The Israel Lobby and U.S. Foreign Policy (revisited)

On September 27, John Mearsheimer and Stephen Walt were invited to the University of Chicago to speak about their book The Israel Lobby and U.S. Foreign Policy. On October 8 they were invited to deliver the same speech at Columbia University. Both lectures were recorded and published in the University Channel Podcast. (Chicago. Columbia) The talk is the same, obviously the questions by the end are different, but I cannot vouch for those in the second lecture as I couldn't sit through the same lecture twice especially since the second time round sound quality dropped dramatically. I will repost the review I wrote on the first appearance:

The University Channel Podcast published the audio of a lecture by John Mearsheimer of the University of Chicago and Stephen Walt of Harvard, about The Israel Lobby in the US, after their book about the same subject. This is a very vivid lecture with a good question round in the end. The authors get to make their point that there is a very effective Israel Lobby. The Lobby is not a lobby of the Jews, neither of the State of Israel, but rather an American interest group, backed by Jews and also Evangelical Christians. They claim that the lobby has a great influence on the US foreign policy and that this influence at times turns out to be neither beneficial to the US nor to Israel.

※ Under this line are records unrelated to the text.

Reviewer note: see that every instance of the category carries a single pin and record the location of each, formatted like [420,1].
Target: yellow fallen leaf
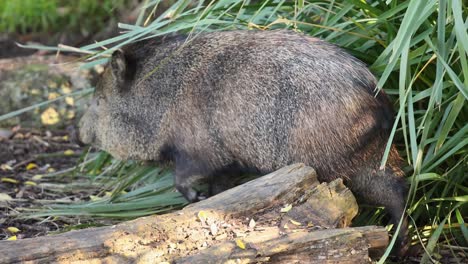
[37,177]
[240,244]
[50,116]
[51,84]
[94,198]
[5,197]
[70,114]
[69,100]
[10,180]
[53,95]
[65,88]
[202,216]
[13,229]
[294,222]
[286,209]
[31,166]
[35,91]
[68,152]
[6,167]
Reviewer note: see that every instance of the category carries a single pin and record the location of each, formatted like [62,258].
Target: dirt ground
[26,156]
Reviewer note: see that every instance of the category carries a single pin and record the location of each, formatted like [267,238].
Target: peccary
[223,103]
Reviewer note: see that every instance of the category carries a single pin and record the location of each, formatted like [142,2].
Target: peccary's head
[115,121]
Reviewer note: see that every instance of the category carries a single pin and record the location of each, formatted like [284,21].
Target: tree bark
[284,217]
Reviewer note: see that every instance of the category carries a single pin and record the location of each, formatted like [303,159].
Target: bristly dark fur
[226,102]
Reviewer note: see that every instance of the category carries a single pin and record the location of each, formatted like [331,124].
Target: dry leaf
[10,180]
[68,152]
[30,183]
[13,229]
[53,96]
[66,88]
[69,100]
[50,116]
[240,244]
[294,222]
[202,216]
[37,177]
[6,167]
[31,166]
[286,209]
[5,197]
[252,223]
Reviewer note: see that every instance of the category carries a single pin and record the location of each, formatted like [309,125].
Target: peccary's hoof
[191,194]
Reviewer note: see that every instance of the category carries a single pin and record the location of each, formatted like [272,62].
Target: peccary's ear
[118,65]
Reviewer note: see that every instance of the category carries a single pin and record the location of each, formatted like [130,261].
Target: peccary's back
[265,100]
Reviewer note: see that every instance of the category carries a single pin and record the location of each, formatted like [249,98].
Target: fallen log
[284,217]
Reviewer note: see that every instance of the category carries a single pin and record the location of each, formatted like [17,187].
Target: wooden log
[266,213]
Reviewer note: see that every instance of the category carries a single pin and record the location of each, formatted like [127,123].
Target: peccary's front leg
[188,173]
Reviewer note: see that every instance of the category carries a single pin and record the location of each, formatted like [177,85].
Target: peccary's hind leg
[384,188]
[187,173]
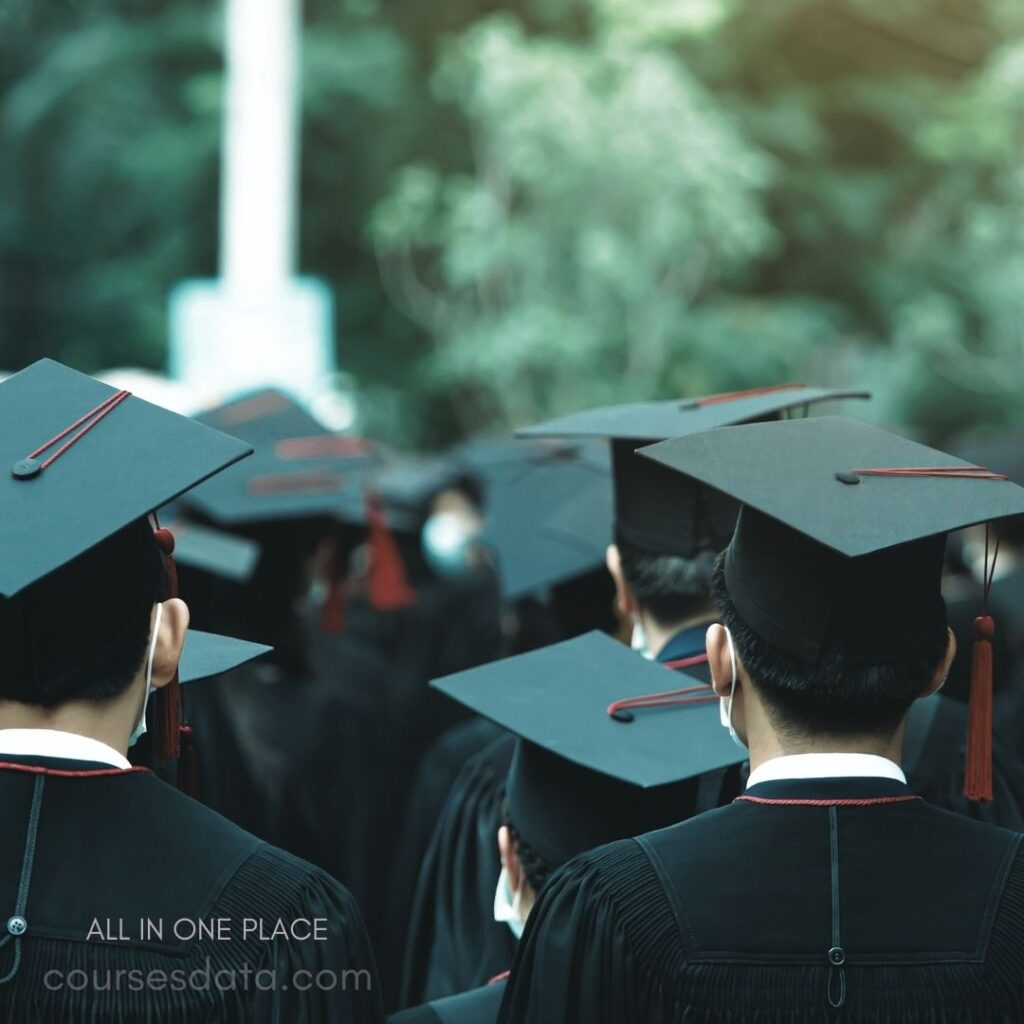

The Israel Lobby neither reflects the opinion of the vast majority of American Jews, nor, so it seems to me, represent the opinion of the Israeli government or even the majority of Israeli's. The lecture confirms my impression that those who are actively lobbying for Israel in Washington - or claim to do so - tend more to the hawkish, nationalistic side of the spectrum. This goes as well for the Jews involved as well as the Christians. It means for me, as an Israeli in favor of a peaceful Middle-East policy a lose-lose situation. Either one has this hawkish lobby or there is no lobby at all and in both cases my interests are not served. It calls for a lobby inside the lobby.

My stomach turns especially when I hear Mearsheimer and Walt claim that the Lobby was not particularly in favor of the Oslo agreements. They say that the Lobby 'grudgingly' went along. I would expect that an movement that grudgingly goes along with a certain development, will jump of the train at any moment. Was that what happened when Rabin was murdered? How bad was the grudge of the Lobby for the peace process at that turn of events and in how far could it have saved the process afterwards and maybe chose not do so? I would have loved to ask THAT question.